A map can do a lot of things. It can lead you to where you want to go but it can also give you a better understanding of where you are right now in this very moment. In his research, marriage expert Dr. Gottman introduces the concept of love maps. He emphasizes the need to establish and continue to update love maps. My understanding of a love map is an interest in and knowledge of your spouse and their life and interest. T
A few years ago, Joe and I took a marriage class that was offered after church. I am sure that everyone thought we were having problems, because I was the first to sign up. We weren’t, but I look for and appreciate any help to make my marriage better and stronger. The teacher of the class was a marriage and family therapist and went over many of the Gottman principles, including love maps. He had given us a copy of questions to help us build and maintain our love maps. Each day Joe and I would answer one of the questions via email from work. It was a great exercise and I believe helped us to build stronger bonds.
But that was a couple of years ago and we sometimes forget to connect in the mess and fury of life. The biggest challenge to building love maps has been finding the time and energy. We seem to have a severe lack of both.
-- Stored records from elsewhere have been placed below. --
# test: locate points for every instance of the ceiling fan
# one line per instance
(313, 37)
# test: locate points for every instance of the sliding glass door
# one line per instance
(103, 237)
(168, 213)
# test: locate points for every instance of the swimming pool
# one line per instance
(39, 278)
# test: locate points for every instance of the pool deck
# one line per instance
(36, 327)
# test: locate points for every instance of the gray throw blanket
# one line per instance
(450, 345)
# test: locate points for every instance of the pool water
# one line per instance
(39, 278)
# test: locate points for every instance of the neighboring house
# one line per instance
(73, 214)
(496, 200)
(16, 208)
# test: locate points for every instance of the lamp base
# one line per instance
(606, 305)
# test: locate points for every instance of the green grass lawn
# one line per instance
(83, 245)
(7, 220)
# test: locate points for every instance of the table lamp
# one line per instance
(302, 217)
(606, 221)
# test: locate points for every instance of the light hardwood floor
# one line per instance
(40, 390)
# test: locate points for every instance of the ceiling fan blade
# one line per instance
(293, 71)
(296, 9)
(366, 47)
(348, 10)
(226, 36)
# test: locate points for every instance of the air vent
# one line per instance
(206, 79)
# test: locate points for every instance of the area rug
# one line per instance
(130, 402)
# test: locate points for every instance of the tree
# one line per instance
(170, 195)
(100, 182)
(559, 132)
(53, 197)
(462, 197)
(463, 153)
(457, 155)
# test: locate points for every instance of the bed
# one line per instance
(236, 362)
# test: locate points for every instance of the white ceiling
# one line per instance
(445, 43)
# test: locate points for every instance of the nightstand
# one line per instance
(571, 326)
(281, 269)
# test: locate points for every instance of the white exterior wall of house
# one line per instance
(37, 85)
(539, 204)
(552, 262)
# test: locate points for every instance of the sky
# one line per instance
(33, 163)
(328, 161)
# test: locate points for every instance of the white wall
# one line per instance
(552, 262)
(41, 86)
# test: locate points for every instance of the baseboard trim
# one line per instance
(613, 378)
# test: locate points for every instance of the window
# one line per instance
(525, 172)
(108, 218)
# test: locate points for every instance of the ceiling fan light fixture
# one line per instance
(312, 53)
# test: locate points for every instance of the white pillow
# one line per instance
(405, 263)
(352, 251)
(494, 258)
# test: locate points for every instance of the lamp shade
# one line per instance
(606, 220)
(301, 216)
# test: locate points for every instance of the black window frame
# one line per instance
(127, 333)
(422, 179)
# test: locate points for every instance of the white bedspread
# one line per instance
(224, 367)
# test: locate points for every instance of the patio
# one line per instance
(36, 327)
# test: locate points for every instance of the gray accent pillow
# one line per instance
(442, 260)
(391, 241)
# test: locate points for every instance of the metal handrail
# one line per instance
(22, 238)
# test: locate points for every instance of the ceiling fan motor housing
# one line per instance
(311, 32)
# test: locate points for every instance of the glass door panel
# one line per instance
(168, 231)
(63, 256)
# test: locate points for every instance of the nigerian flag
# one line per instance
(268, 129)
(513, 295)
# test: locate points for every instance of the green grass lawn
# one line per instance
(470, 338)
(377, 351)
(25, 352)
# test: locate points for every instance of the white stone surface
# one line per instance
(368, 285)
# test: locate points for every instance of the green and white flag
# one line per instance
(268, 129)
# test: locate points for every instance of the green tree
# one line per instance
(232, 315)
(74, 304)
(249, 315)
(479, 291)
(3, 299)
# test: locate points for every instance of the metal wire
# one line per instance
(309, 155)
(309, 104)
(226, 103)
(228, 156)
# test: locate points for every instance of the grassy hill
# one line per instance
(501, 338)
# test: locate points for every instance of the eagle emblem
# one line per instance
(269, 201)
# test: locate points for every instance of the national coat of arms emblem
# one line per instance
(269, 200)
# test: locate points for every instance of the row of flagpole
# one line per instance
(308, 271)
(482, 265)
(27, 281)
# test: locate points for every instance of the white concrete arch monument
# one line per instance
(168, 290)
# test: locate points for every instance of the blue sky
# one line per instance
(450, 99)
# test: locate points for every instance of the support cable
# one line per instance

Let's look at today, we both had it off work so we were looking forward to having some down time. Instead we woke up and went to help our recently widowed friend pull up some stumps she couldn’t do on her own. (Let's not talk about the fact that our yard needs so much work.) Then we stopped by the grocery store, took the kids on a hike, took Anders to get a haircut, went to give a blessing to a kid who has strep throat, ran to buy white shirts with Kohl’s cash because it was about to expire, and now I am working on my homework while Joe makes hot dogs for dinner. After dinner, dinner and laundry await. Today’s been kind of a slow day actually. By the time the kids are in bed and Joe and I have a second to be alone we are exhausted and can barely do anything but sink into the couch and watch Netflix.
Today was a little different though. I was reminded of the importance of building my love map and with this reminder I made efforts while hiking, driving, and cooking to connect. Asking and then listening may seem like little things but they can help you know where you are on your map.